A simple sales contract, to most people, means nothing more than a contract to buy and sell goods. This does not have to be, and often is not, what most people think of as a full-blown written contract, which sets out in great detail what each party promises to do and is promised to receive in return. That, of course, would be best; but it’s not feasible or necessary.
Most sales contracts for the purchase of goods in New York fall under the special set of rules known as the Statute of Frauds, which govern sales of goods worth $500 or more. The only writing that requires is a simple note, memorandum, or correspondence, which states just the type and amount of the goods to be sold. It does not even necessarily have to include the price; oral evidence can be used to fill in the blanks. It can be enforced against the parties who signed the writing. It can be established through partial performance, even without any writing; i.e., if the Buyer accepts delivery of the goods, he can be forced to pay the agreed price for them. Likewise, if the Seller accepts the Buyer’s payment, the Seller can be forced to deliver the goods the Buyer has paid for. If between two merchants, the sales contract can be established where one of them sends the other a written confirmation of a contract, which often can be nothing more than an invoice, and the other fails to respond, or object, within ten days. See UCC 2-201.
Even with writings that record only the bare essentials of a sales contract, a New York business that sells goods can be liable for promises that it did not expressly make and are not specifically written anywhere. One, as we previously discussed, is the implied warranty of merchantability.
A second unwritten promise often found in a sales contract, is the implied warranty of fitness for a particular purpose. See UCC 2-315. A good example of this is when a Buyer calls a parts supplier to purchase widgets, but does not know which widgets it should buy. The Buyer explains to the Seller what it needs the widgets for, asks the Seller to recommend one, and buys the type of widgets the Seller recommends. If the widgets turn out to be the wrong ones for the job, the Seller could be liable for recommending the wrong widgets.

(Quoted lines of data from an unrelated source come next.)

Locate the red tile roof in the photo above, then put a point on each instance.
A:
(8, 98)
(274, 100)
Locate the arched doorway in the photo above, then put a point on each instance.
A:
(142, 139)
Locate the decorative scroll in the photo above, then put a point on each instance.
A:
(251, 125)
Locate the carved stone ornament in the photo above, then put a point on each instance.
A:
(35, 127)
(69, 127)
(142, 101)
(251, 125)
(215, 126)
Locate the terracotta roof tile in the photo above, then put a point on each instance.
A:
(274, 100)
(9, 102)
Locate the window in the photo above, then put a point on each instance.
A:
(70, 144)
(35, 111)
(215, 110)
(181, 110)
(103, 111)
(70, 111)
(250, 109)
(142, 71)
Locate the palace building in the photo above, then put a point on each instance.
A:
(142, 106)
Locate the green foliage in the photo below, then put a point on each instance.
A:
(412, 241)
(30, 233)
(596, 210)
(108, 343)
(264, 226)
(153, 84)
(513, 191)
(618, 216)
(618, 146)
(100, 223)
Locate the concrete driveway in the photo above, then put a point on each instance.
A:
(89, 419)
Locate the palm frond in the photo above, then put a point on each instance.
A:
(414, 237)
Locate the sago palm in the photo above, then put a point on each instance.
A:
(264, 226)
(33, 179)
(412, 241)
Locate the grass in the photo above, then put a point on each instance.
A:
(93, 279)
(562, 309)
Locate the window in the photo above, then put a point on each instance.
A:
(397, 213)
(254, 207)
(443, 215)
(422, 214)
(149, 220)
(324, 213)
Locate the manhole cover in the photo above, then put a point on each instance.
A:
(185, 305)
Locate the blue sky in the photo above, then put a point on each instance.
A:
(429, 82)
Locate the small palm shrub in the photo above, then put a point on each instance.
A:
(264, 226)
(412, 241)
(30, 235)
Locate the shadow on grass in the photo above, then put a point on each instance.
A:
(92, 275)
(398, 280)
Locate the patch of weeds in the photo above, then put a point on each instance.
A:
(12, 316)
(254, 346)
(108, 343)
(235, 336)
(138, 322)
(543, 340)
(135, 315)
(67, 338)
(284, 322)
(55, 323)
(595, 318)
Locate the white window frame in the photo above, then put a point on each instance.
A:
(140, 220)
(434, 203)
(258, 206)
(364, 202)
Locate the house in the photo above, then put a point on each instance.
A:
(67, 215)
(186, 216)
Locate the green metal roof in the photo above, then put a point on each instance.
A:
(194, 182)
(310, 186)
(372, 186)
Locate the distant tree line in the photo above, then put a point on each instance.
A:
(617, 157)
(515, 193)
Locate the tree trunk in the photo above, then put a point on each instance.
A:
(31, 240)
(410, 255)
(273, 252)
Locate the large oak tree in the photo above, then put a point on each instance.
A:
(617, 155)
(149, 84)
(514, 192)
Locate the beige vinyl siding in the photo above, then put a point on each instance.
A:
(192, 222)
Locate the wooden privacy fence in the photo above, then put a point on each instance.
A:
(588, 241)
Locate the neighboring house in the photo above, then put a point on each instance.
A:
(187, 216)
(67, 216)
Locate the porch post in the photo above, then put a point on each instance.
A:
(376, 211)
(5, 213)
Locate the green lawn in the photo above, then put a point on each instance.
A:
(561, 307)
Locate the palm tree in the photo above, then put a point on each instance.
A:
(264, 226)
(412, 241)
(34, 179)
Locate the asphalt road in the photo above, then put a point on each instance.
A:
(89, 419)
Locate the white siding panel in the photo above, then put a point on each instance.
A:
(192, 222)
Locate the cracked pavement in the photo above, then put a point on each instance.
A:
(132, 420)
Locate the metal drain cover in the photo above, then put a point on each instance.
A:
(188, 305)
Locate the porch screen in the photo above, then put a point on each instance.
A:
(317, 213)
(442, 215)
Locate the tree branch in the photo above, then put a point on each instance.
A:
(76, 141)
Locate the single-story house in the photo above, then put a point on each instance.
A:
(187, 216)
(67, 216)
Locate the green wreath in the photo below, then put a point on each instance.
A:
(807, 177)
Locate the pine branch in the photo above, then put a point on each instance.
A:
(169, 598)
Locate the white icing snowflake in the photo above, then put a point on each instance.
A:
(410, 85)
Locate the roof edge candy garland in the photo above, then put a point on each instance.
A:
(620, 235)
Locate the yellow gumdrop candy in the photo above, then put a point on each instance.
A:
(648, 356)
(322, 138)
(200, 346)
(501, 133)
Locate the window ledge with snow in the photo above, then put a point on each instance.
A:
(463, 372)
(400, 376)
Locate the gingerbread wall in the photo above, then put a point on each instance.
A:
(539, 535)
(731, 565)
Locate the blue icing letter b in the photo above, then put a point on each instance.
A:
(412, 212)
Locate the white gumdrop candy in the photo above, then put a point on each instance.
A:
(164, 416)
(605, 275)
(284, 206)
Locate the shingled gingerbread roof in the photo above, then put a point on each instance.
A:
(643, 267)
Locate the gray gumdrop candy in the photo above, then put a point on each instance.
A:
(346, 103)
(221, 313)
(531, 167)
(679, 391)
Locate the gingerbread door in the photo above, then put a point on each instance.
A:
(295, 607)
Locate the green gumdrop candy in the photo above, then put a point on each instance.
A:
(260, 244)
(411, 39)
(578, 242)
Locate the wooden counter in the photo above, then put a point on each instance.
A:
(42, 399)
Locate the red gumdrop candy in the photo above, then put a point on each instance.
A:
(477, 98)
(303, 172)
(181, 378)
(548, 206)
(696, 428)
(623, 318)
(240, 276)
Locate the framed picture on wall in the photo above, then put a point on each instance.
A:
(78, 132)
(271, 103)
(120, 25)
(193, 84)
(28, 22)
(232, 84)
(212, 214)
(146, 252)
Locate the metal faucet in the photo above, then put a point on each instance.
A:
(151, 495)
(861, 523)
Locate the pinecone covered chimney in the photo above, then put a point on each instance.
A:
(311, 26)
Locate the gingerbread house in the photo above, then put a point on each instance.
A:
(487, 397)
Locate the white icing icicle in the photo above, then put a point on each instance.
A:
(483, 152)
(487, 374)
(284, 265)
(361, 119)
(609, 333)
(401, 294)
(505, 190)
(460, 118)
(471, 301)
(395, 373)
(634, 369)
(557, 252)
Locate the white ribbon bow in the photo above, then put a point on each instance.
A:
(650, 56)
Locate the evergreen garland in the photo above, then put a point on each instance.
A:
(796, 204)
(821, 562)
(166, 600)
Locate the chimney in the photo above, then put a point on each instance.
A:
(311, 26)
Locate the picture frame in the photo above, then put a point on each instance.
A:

There is a way for a business to avoid such unspoken promises in a sales contract. One common way is to sell a particular item in “As Is” condition. Most everyone has seen those words before; most have probably bought something that was labeled “As Is.” Those two little words, however, have a lot of power. If they are in writing and are conspicuous, they exclude all implied warranties. See UCC 2-316.
As you can tell, there really is nothing simple about contracts for the sale of goods in New York. They contain promises that are not spoken or written; and two seemingly innocuous little words can nullify many of those promises. They do point out, however, something that businesses really should remember: Sometimes, much can be said in few words.